We compared mean RT and accuracy on regularity-present blocks using paired-sample t tests to determine whether participants reported the target orientation more quickly and accurately when the distractor appeared in a high-probability color. To see if color suppression persisted when regularities were removed from the display, we computed a two-way repeated-measures analysis of variance (ANOVA), with color condition as the first factor (high-probability color vs. low-probability colors) and regularity presence as the second factor (regularity-present blocks vs. regularity-absent blocks). This analysis was followed by a t test comparison between mean RTs in the high- and low-probability distractor color conditions during regularity-absent blocks. Finally, we computed the linear correlation between suppression observed in regularity-present and regularity-absent blocks, where suppression was defined as the difference in mean RT between low-probability and high-probability distractor color trials. For all pairwise tests, we reported Bayes factor (BF) results using the bayesFactor package for MATLAB (Krekelberg, 2022). Evidence in favor of the null (BF01) is reported for nonsignificant tests, and evidence against the null is reported for significant tests (BF10). We used dz as a metric of effect size for all t-test comparisons to account for shared variance in our repeated measures design (Lakens, 2013).

Seven subjects correctly identified the high-probability distractor color during a postexperiment interview, which did not differ from chance (binomial test: p = .393). All reported results were qualitatively the same when excluding participants who correctly reported the high-probability color. We analyzed the regularity-present suppression effect (low-probability − high-probability RT) separately for those who correctly identified the high-probability color and found no significant difference compared with those who were unaware of the color regularities (Supplemental Fig. 1a).

Results and discussion

Regularity-present performance

First, we compared RT for target orientation discrimination across all task blocks throughout the experiment (Fig. 2A). Qualitatively, RTs were faster when the distractor appeared in the high-probability distractor color than when it appeared in another color. Additionally, RTs qualitatively sped up through the experiment. Next, we quantitatively established whether participants could more efficiently report the target orientation when a high-probability distractor color was present in the display during regularity-present blocks (Fig. 2B). We compared RTs (averaged across the initial regularity-present Blocks 1–12; Fig. 2A) on trials with the high-probability distractor and trials with another color distractor. Correct orientation reports on trials with high-probability distractor color were significantly faster than on trials with low-probability distractor colors, t(23) = 4.04, p < .001, dz = 0.83, BF10 = 63.39. There was not a significant difference in orientation report accuracy between these trials (Table 1), t(23) = 1.55, p = .134, dz = 0.32, BF01 = 1.63, indicating that the RT advantage is not due to a speed–accuracy trade-off. These results suggest that the high-probability distractor color was suppressed when stimulus regularities were present.

Fig. 2
figure 2

Experiment 1: High-probability distractor color is suppressed during learning and over an extended interval. A Mean RT for each block on trials with correct orientation reports. Dashed line indicates when distractor color regularities were removed from the display. B Mean RT across regularity-present and regularity-absent blocks for both high- and low-probability color conditions. Individual subject data points shown. Significant differences between color probability conditions indicated with * for p values < .05. C Correlation between suppression effect during regularity-present blocks and regularity-absent blocks. Suppression effects were computed as the difference in RT between the low- and high-probability color conditions. Error bars are within-subject standard error of the mean. (Color figure online)

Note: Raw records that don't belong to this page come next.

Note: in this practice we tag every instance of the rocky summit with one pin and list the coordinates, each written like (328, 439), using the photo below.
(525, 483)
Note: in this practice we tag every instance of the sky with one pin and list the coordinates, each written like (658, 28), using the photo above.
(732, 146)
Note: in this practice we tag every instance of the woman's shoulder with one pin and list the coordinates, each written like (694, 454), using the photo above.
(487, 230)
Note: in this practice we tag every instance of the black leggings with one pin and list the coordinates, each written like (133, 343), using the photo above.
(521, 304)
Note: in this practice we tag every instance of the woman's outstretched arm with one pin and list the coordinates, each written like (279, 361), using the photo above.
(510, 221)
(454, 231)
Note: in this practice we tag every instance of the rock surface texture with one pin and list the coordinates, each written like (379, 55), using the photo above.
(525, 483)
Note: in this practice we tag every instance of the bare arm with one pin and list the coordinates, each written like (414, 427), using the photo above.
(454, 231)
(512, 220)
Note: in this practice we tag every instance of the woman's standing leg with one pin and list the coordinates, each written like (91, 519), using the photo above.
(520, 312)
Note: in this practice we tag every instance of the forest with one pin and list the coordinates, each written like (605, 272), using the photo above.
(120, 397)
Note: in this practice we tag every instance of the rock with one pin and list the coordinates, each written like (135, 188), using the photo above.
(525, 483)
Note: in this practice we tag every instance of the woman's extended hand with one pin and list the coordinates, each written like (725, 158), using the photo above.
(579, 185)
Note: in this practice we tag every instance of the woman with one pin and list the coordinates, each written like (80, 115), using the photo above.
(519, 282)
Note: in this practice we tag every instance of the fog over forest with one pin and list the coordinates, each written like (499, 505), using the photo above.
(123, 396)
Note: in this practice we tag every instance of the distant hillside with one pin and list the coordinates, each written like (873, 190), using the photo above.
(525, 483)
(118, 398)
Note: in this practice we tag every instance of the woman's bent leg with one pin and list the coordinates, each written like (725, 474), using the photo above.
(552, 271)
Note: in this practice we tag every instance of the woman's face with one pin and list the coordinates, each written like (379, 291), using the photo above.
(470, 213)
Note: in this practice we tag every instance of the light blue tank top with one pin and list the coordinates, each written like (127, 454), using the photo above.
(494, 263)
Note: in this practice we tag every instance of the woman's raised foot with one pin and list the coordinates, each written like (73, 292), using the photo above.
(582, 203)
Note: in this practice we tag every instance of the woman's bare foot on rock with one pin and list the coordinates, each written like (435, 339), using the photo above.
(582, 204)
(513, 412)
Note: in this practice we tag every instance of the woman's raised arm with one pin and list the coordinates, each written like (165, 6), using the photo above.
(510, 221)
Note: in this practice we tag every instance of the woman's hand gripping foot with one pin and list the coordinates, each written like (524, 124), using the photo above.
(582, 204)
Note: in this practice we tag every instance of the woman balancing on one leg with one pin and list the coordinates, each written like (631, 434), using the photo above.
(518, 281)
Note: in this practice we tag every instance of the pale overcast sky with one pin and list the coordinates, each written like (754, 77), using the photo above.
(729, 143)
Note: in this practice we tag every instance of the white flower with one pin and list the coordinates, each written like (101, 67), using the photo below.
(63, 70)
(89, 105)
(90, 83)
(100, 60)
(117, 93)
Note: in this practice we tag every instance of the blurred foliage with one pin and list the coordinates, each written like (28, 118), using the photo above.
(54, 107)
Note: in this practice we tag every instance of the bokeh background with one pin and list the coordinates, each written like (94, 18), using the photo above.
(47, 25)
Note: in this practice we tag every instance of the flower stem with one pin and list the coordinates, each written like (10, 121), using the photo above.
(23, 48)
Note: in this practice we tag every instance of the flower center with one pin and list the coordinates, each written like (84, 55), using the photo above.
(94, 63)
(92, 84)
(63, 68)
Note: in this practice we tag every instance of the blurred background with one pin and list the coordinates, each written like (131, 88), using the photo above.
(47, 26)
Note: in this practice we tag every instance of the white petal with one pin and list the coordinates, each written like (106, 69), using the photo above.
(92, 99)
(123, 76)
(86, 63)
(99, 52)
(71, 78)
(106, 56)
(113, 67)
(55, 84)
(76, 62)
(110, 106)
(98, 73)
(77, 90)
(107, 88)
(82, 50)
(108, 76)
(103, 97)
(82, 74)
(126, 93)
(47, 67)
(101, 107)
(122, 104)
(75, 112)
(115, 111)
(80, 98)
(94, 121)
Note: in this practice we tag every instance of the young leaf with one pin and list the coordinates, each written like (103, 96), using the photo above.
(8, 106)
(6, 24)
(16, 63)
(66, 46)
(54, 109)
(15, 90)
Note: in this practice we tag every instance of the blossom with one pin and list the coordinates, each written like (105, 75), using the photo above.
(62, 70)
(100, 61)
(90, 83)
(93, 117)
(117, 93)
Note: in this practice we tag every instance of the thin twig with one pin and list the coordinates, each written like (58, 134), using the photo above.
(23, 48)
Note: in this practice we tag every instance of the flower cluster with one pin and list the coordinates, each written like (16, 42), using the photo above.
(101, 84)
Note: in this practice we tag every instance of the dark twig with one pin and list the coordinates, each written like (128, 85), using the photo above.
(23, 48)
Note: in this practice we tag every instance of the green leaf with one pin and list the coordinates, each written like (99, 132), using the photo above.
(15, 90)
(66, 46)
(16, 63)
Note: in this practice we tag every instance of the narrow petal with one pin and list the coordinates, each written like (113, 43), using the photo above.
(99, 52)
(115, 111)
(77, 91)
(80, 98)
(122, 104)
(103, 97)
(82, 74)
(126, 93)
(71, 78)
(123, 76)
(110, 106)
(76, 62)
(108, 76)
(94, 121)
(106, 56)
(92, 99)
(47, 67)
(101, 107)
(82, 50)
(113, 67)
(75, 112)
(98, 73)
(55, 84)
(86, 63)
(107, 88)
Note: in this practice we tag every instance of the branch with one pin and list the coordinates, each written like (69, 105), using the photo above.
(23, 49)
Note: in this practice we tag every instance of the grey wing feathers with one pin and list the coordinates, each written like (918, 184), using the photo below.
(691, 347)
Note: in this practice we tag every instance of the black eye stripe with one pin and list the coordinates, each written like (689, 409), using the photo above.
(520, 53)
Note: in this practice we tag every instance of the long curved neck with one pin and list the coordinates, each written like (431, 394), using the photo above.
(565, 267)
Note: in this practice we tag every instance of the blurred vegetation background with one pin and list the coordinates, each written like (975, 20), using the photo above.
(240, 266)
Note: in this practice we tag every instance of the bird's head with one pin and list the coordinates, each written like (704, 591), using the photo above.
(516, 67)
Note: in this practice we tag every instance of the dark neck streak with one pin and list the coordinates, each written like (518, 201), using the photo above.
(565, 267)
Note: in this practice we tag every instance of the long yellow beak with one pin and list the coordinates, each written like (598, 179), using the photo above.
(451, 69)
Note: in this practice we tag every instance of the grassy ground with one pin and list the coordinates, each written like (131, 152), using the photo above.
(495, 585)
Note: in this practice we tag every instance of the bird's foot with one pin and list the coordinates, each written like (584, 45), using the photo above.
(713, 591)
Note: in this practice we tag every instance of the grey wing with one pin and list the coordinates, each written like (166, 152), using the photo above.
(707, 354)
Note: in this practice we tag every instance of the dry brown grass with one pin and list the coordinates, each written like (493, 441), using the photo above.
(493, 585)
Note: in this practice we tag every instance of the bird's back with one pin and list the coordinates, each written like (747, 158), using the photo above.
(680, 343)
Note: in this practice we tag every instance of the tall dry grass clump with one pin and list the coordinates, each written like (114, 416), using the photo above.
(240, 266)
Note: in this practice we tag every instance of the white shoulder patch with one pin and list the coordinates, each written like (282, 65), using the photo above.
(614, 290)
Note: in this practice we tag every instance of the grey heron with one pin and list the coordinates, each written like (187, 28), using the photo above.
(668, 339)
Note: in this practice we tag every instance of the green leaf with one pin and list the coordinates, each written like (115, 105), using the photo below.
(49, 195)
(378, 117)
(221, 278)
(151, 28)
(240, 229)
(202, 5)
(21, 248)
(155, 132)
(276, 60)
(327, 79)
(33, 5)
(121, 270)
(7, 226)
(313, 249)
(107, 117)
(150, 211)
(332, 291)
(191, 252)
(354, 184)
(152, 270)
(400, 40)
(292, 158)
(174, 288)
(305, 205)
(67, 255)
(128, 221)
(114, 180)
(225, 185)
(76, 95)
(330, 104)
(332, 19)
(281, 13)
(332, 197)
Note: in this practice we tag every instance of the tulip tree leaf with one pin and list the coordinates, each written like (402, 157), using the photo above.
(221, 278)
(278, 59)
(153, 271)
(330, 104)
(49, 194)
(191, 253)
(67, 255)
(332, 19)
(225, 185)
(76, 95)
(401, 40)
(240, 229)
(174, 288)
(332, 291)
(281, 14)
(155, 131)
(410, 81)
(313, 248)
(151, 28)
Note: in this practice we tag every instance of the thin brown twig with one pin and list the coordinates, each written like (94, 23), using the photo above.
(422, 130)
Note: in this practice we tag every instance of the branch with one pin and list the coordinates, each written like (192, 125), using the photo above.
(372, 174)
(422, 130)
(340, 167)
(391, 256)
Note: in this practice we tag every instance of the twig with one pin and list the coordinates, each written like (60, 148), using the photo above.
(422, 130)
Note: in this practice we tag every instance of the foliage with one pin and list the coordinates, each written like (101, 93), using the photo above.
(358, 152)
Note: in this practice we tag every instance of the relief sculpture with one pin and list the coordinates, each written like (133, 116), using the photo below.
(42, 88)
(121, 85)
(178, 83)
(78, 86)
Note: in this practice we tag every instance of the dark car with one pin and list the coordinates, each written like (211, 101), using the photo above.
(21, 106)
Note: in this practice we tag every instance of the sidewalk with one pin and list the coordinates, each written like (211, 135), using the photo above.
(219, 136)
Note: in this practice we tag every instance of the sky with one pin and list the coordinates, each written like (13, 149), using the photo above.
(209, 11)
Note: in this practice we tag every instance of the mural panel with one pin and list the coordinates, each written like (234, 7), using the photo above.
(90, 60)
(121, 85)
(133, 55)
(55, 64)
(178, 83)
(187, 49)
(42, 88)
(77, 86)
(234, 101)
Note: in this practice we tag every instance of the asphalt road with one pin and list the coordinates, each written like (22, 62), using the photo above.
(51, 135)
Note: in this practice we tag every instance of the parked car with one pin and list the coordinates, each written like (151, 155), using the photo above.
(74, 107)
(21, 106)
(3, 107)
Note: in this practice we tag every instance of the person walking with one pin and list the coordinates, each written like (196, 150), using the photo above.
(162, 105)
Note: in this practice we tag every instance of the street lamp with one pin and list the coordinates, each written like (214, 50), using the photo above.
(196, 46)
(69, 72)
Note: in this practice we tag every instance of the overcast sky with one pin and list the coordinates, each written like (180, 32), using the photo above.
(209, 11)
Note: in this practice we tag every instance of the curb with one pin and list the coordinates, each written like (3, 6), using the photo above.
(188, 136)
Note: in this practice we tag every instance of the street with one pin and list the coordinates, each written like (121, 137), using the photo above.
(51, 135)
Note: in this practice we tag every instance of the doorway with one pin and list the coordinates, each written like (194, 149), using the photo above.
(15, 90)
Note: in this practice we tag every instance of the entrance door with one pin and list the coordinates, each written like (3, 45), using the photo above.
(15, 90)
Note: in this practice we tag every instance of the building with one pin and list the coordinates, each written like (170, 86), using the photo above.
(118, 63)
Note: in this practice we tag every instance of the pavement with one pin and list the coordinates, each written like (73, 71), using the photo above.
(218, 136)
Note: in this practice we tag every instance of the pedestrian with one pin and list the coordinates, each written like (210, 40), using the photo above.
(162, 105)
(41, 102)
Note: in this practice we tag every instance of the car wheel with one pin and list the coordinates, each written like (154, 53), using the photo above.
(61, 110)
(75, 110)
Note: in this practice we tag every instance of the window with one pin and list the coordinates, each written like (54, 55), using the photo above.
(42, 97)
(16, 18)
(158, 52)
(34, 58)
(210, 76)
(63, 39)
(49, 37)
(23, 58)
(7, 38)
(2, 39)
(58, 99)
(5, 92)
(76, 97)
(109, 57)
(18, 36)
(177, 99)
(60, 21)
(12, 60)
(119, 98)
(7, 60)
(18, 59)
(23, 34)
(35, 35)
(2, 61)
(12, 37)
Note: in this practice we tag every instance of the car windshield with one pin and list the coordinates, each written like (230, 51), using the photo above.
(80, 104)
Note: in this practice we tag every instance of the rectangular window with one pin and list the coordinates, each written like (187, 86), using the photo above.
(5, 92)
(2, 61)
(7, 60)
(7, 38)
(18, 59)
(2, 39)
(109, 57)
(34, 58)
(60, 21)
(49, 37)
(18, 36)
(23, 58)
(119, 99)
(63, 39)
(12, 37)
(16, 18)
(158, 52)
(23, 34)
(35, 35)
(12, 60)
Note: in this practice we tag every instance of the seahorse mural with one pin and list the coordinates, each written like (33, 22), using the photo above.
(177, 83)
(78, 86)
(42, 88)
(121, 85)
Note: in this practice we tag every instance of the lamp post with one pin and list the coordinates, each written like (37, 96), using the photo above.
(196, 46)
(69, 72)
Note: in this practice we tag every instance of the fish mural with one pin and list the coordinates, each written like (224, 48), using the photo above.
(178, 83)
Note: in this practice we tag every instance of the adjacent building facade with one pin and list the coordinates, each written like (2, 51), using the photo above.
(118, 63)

Table 1 Experiment 1 Accuracy (± SEM)

Regularity-absent performance

Next, we identified whether distractor suppression persisted when color regularities were removed (Fig. 2B). To see if the difference between color conditions changed as a function of regularity presence, we performed a two-way repeated-measures ANOVA using RT data with distractor array color (high-probability color vs. low-probability colors) and regularity phase (regularity-present vs. regularity-absent) as factors. There was no effect of color condition, F(1, 23) = 4.01, p = .057, \( {\eta}_p^2 \) = 0.56, but there was a significant effect of phase F(1, 23) = 18.14, p < .001, \( {\eta}_p^2 \) = 0.96. The significant main effect of phase reflects the overall faster RTs during the later regularity-absent blocks as participants were getting better at the task. Importantly, there was a significant interaction, F(1, 23) = 32.64, p < .001, \( {\eta}_p^2 \) = 0.59. This result suggests that, at a group level, once regularities were removed from the display, the previously high-probability color was no longer suppressed. Follow-up comparisons between high- and low-probability distractor colors using data from the regularity-absent blocks are consistent with this conclusion: There was no significant difference between RTs when the distractor appeared in the previously high- versus low-probability distractor color, t(23) = 0.11, p = .917, dz = 0.02, BF01 = 4.64.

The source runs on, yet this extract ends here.